While several randomized trials have taken on the issue of timing in multivessel PCI in STEMI—whether treating all significant lesions in a single-setting procedure or as staged procedures—all suffered from lack of statistical power, say Sripal Bangalore, MD, MHA (New York University School of Medicine, New York, NY), and colleagues. To overcome this concern, they combined data from 11 trials, including DANAMI3-PRIMULTI, CvLPRIT, PRAGUE-13, PRAMI, Compare-Acute, and others.

Bangalore, along with Bora Toklu, MD (Mount Sinai Beth Israel, New York, NY), and senior author Gregg W. Stone, MD (NewYork-Presbyterian/Columbia University Medical Center, New York, NY), published the results online December 12, 2017, ahead of print in the American Journal of Cardiology.

“Interestingly, it’s still an open question. We’ve been discussing [and] debating” the role of complete revascularization, Bangalore told TCTMD. Moreover, guidelines are inconsistent, giving it a class IIb designation in the United States and a class IIa designation in Europe.

“From a clinical perspective, we face this on a regular basis. There is much more variability in practice now: some people completely revascularizing, some people staging it, and some people just saying medical therapy until the patient develops symptoms,” Bangalore observed. “Before all of these trials, 10 years ago it was a class III and nobody would even think about it.”

Patient Selection Key

In all, the dataset included 3,150 patients, with 5,296 patient-years of follow-up. Compared with culprit-only PCI, single-procedure multivessel PCI was linked to significantly lower risks of a composite of death or MI (RR 0.52; 95% CI 0.37-0.73) and MI alone (RR 0.42; 95% CI 0.25-0.69), with a nonsignificant trend toward a lower risk of death (RR 0.64; 95% CI 0.04-1.02). Staged multivessel PCI held no such advantages. However, both single and staged procedures were associated with less need for repeat revascularization compared with culprit-only PCI.

While single procedures are preferred in general, patient selection is important, Bangalore said. For instance, he noted, the large trials of complete revascularization excluded complex patients with chronic total occlusions and left main disease. Also, patients with kidney disease might face renal damage if they undergo an extended procedure involving a lot of contrast media.

Thus, it’s important to use common sense, Bangalore advised. “If you’re up at 2 AM and fixing the . . . culprit lesion, and if you think that the case complexity is higher, I don’t think it makes sense to try to do everything at the same setting.”
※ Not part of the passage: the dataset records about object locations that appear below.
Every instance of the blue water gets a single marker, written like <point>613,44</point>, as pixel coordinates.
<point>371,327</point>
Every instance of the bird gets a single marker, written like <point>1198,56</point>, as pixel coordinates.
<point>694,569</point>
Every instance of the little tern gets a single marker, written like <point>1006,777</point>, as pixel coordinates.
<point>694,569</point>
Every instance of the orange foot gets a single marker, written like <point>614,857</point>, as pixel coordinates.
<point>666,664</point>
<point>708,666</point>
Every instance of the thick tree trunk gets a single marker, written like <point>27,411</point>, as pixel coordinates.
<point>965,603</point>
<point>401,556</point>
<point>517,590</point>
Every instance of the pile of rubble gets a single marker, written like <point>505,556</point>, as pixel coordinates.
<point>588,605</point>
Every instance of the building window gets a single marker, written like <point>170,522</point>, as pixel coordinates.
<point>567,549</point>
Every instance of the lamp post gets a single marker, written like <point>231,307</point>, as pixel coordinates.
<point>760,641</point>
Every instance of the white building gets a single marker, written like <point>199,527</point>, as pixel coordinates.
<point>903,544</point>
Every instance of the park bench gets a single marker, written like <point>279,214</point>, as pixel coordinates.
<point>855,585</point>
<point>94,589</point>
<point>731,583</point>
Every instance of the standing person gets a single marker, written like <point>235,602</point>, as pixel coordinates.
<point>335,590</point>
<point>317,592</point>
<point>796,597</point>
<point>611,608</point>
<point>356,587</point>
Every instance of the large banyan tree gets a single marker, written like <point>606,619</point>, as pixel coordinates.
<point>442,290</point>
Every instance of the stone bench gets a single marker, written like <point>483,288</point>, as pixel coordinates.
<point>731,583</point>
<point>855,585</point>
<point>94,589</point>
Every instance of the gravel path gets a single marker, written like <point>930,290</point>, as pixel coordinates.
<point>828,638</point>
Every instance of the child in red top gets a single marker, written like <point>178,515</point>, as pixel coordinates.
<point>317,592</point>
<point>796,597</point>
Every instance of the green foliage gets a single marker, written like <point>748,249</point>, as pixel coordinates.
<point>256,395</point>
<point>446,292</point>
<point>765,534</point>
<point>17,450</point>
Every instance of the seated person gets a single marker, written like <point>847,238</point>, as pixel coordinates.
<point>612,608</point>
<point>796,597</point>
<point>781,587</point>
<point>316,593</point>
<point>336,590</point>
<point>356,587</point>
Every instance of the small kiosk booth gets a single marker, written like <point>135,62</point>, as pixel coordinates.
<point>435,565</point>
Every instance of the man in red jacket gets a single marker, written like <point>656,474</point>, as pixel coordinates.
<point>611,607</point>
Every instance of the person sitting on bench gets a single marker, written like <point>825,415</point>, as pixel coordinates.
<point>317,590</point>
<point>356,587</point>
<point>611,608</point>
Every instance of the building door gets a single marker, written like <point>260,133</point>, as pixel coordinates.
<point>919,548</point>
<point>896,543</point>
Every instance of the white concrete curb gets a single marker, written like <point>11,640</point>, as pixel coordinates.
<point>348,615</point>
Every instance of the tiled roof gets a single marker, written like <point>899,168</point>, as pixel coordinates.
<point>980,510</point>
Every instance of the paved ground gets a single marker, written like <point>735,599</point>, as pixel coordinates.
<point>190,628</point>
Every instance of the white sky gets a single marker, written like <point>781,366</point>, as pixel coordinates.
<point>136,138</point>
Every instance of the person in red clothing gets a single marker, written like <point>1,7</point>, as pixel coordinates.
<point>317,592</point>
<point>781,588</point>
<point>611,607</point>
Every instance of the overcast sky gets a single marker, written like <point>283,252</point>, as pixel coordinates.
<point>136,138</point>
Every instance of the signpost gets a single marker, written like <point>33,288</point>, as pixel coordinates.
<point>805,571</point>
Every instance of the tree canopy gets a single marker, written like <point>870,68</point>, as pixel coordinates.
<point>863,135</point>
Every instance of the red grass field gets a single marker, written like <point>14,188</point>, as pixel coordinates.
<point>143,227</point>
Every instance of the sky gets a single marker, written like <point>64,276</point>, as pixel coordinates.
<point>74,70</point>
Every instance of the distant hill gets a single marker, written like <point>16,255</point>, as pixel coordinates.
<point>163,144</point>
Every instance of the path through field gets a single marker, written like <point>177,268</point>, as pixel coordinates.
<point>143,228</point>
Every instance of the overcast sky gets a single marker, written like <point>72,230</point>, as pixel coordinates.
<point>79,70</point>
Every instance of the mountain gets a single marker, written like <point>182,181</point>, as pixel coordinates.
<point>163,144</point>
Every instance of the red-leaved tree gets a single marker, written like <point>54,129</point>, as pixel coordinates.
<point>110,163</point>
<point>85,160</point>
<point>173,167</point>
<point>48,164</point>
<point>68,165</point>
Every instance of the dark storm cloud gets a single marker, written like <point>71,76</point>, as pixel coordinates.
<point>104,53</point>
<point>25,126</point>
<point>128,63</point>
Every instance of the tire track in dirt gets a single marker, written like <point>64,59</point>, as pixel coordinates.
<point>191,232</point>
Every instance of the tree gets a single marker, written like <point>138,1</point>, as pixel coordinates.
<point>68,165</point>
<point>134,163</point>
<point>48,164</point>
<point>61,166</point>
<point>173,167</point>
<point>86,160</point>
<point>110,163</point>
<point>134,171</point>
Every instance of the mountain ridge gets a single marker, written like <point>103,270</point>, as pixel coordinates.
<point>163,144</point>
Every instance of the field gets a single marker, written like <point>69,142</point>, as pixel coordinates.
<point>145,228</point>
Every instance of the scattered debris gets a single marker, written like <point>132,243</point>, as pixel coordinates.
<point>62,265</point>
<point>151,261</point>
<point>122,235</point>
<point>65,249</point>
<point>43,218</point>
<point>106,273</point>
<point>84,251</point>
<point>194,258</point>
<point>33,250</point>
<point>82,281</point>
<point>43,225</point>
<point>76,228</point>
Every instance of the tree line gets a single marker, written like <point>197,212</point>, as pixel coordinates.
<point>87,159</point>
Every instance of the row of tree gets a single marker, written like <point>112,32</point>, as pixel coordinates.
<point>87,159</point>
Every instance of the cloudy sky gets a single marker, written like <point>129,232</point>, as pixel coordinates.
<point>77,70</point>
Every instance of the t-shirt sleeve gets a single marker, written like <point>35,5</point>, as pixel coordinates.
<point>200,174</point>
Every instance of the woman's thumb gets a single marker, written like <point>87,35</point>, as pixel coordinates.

Moreover, the current analysis showed staged procedures to be the “second-best strategy,” still coming out ahead of culprit-only PCI by virtue of decreased repeat revascularization, he added.

Future data from FULL REVASC and COMPLETE, both now recruiting patients, will provide more definitive answers on how the completeness of revascularization influences the hard endpoints of death and MI, Bangalore predicted. “If the needle is to move toward a class I indication, I think we have to wait for the results of these two trials.”

Disclosures
  • Bangalore, Toklu, and Stone report no relevant conflicts of interest.